Nitric oxide (NO), a gaseous signal molecule, is involved in a variety of important biological functions in the cardiovascular system, the central and peripheral nervous system, the reproductive and the immune system. NO is typically generated through enzymatic conversion of arginine (Arg) to citrulline (Cit) by NO synthase (NOS). In addition to enzymatically produced NO, there may be another source of NO in neuronal tissues containing high levels of nitrite and ascorbate. Our group has been trying to understand these enzymatic and enzyme-independent NO production mechanism chemically, temporally and spatially.
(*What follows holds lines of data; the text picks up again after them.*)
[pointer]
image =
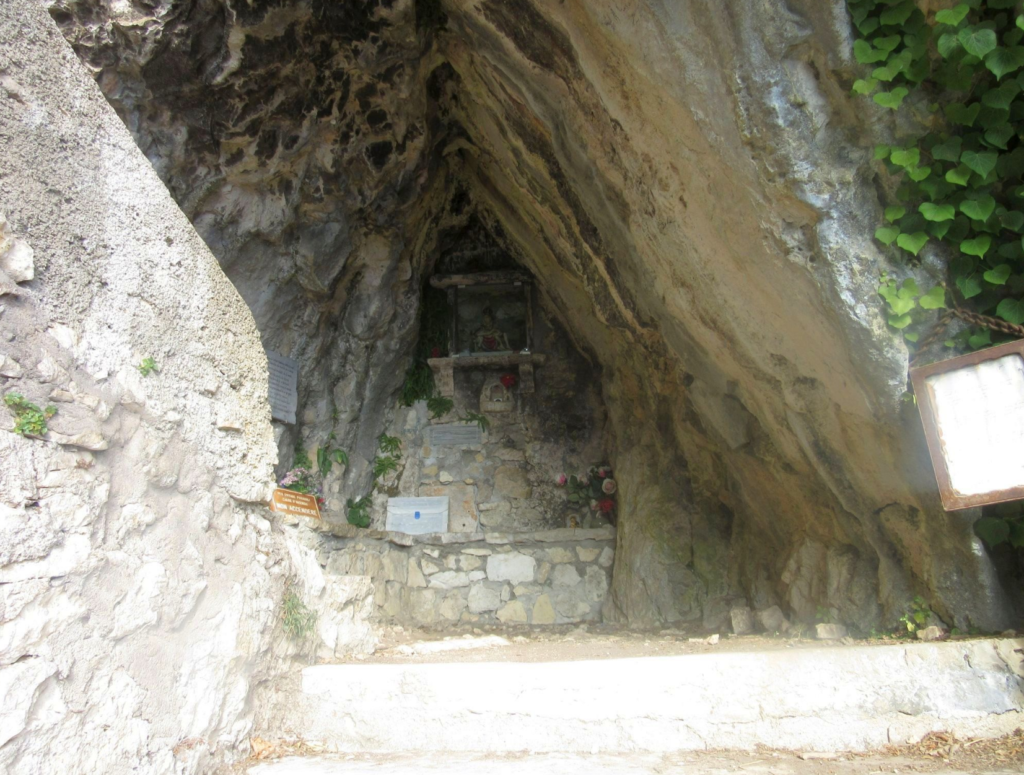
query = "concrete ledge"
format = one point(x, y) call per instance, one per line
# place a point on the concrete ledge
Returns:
point(856, 698)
Our model systems are functionally characterized and identified neurons of Aplysia californica, Pleurobranchaea californica, and Lymnaea stagnalis - three well recognized models in cellular and system neuroscience. Capillary electrophoresis with laser-induced fluorescence detection (CE-LIF) is our method of choice, which is well-suited for the analysis of individual cells, primarily because of the high separation efficiencies, ultra-small-volume sample requirements, and sensitive detection methods associated with the technique.

A simplified schematic of the urea cycle and Cit-NO cycle (shadowed). The five enzymes involved in these two biochemical pathways include: arginase (AG), ornithine transcarbamylase (OTC), nitric oxide synthase (NOS), argininosuccinate synthetase (ASS), and argininosuccinate lyase (ASL). Image from Ye et al., J. Neurochem. 101, 2007, 632-640.